Я прикинул: через нашу подводную лодку со дня её постройки прошли несколько экипажей, несколько сот человек. Они рассеяны по стране, однако все они объединены именем корабля в некое незримое, но реальное сообщество. Кинь клич, и они соберутся, как собираются по памятным датам давным-давно расформированные фронтовые полки. И имя корабля будет паролем...
Пришло радио, что через наш позиционный район ожидается проход американского атомного авианосца "Нимиц". Этот новейший ударный авианосец (спущен только в прошлом году) идет на Средиземное море впервые. Вести слежение за ним очень трудно: не каждый наш надводный корабль может угнаться за ним 33-узловым ходом, да и идет он в таком охранении, в каком появляется на людях разве что сам президент. Впереди по курсу рыщет противолодочная атомная подводная лодка, разнюхивая, не притаилась ли где в засаде русская субмарина.

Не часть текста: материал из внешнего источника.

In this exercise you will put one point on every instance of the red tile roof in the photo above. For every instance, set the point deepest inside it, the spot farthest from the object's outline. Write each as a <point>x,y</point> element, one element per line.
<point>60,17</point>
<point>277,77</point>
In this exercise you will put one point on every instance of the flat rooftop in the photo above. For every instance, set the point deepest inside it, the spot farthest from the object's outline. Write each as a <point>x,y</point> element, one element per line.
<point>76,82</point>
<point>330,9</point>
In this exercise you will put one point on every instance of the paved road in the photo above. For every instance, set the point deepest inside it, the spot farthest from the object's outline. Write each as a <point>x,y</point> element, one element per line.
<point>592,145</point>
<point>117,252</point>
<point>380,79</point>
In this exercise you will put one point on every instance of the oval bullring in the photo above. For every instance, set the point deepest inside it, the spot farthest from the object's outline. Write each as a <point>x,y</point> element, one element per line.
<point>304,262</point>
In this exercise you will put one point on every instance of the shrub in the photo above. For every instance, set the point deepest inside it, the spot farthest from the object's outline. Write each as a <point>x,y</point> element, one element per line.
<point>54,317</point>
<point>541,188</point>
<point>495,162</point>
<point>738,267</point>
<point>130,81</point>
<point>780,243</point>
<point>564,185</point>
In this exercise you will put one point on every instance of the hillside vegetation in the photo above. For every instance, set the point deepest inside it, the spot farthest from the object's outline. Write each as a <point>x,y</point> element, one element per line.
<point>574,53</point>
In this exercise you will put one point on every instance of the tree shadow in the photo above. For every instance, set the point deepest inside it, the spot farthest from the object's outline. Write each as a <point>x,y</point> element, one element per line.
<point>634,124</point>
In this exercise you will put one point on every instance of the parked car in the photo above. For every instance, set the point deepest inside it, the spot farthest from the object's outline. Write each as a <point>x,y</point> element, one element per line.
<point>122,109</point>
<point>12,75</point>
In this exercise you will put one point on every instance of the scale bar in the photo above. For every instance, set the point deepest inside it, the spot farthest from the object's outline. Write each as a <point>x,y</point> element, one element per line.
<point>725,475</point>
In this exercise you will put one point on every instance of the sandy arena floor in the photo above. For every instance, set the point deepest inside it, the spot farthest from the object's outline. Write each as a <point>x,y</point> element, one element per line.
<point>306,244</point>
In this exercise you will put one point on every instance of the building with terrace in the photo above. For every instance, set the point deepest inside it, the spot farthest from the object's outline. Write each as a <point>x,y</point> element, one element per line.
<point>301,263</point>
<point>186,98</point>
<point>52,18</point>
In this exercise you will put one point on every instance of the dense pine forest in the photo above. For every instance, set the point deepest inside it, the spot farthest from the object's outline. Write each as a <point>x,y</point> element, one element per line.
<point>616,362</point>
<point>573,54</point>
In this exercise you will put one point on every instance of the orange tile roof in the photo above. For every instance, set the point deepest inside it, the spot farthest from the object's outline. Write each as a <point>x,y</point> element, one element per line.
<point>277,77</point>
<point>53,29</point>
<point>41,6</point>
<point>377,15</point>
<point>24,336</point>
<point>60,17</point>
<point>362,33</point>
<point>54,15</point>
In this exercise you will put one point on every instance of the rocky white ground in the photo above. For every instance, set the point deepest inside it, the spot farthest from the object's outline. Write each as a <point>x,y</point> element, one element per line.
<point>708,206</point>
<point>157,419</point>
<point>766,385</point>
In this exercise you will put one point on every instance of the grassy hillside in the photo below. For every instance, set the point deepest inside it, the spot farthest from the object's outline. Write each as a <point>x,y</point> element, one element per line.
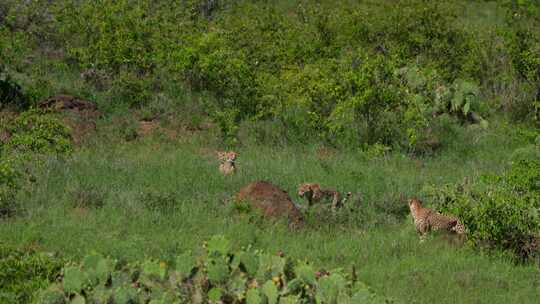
<point>387,99</point>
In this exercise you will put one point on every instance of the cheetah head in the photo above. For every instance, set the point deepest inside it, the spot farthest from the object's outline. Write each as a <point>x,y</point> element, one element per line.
<point>415,203</point>
<point>227,157</point>
<point>305,190</point>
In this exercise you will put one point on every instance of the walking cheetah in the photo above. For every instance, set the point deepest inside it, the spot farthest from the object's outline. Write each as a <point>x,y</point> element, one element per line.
<point>314,194</point>
<point>426,219</point>
<point>227,162</point>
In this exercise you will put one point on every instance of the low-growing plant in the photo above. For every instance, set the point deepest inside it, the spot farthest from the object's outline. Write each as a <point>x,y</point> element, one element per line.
<point>11,93</point>
<point>220,276</point>
<point>39,132</point>
<point>499,211</point>
<point>23,272</point>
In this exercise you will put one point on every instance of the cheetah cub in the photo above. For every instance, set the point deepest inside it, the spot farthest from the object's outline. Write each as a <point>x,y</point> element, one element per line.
<point>227,162</point>
<point>313,193</point>
<point>426,220</point>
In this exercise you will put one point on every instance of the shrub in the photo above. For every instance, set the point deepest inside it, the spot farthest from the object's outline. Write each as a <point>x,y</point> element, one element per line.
<point>40,132</point>
<point>11,93</point>
<point>24,272</point>
<point>222,275</point>
<point>500,211</point>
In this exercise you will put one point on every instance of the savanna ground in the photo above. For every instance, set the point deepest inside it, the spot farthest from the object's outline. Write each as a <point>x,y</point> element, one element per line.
<point>156,193</point>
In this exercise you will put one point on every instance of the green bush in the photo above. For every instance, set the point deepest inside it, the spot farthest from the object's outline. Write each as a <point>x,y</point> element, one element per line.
<point>500,211</point>
<point>11,93</point>
<point>245,276</point>
<point>25,272</point>
<point>40,132</point>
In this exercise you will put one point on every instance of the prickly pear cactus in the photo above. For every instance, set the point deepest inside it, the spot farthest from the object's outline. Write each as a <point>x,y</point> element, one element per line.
<point>220,276</point>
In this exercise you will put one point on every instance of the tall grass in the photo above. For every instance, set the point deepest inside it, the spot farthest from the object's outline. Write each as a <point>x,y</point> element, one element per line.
<point>151,198</point>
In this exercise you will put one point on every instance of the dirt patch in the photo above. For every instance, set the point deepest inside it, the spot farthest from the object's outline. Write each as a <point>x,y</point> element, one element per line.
<point>271,200</point>
<point>80,115</point>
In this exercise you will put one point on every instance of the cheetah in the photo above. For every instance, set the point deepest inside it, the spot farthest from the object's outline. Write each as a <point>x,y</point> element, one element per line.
<point>227,162</point>
<point>314,194</point>
<point>426,220</point>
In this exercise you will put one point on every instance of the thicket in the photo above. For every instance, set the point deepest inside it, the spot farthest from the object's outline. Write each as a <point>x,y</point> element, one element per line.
<point>355,73</point>
<point>499,211</point>
<point>219,276</point>
<point>23,272</point>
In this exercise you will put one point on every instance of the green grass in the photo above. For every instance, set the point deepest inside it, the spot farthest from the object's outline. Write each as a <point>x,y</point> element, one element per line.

Конечно же, притаилась. Это мы, Буки-409. Даром, что ли, перлись сюда аж с Крайнего Севера, из русской Лапландии.
Следить за авианосной ударной группировкой практически некому. После того как египтяне выдворили советские Ту-16 с аэродрома в Мерса-Матрухе, наша Средиземноморская эскадра осталась без воздушного прикрытия, без воздушной разведки. Вряд ли адмирал Акимов (командир 5-й эскадры) будет гоняться за атомным "Нимицем" на своем флагмане - паросиловом крейсере "Жданов", лучшем легком крейсере сталинских времен. Слишком много шансов не справиться с задачей.
- Пошлет какой-нибудь сторожевичок, - усмехается командир, вглядываясь в наше туманное будущее, - чтобы потом можно было командира тряхнуть за шиворот: "Вы не справились с боевой задачей!"
Вот почему всю нашу полярнинскую бригаду развертывают в завесу - от египетских берегов до Кипра. "Нимиц" шпарит к берегам Ливана, авось на какую-нибудь "букашку" и напорется. Да минет нас чаша сия!
Если прошлая война была войной моторов, то нынешняя - Холодная война антенн. Мы же со своей глухой радиоэлектроникой да своими архаичными дизелями против атомного авианосца - все равно что прошловековой гренадер с кремневой фузеей против танка - целится и надеется попасть в смотровую щель. Впрочем, "фузея"-то у нас как раз неплохая - дальноходная и с ядерной "головой". Но "конь" по сравнению со скороходом "Нимицем" - никудышный.
Из торпедного отсека, где в трюме под настилом хранится офицерский багаж, принесли мой чемодан. Тужурка, галстук, брюки, книги - все покрылось гнусной серой плесенью. Швы сгнили. Придется шить в Полярном новую форму.
На ночном всплытии командир терзает нашего радиоразведчика мичмана Атоманюка:
- Где "Нимиц"?
- Товарищ командир, "Нимиц" соблюдает полное радиомолчание. Последний раз слышал его под Мальтой. Они поднимали самолеты... Предполагаю, АУГ форсировала Тунисский пролив и находится от нас в трехстах милях.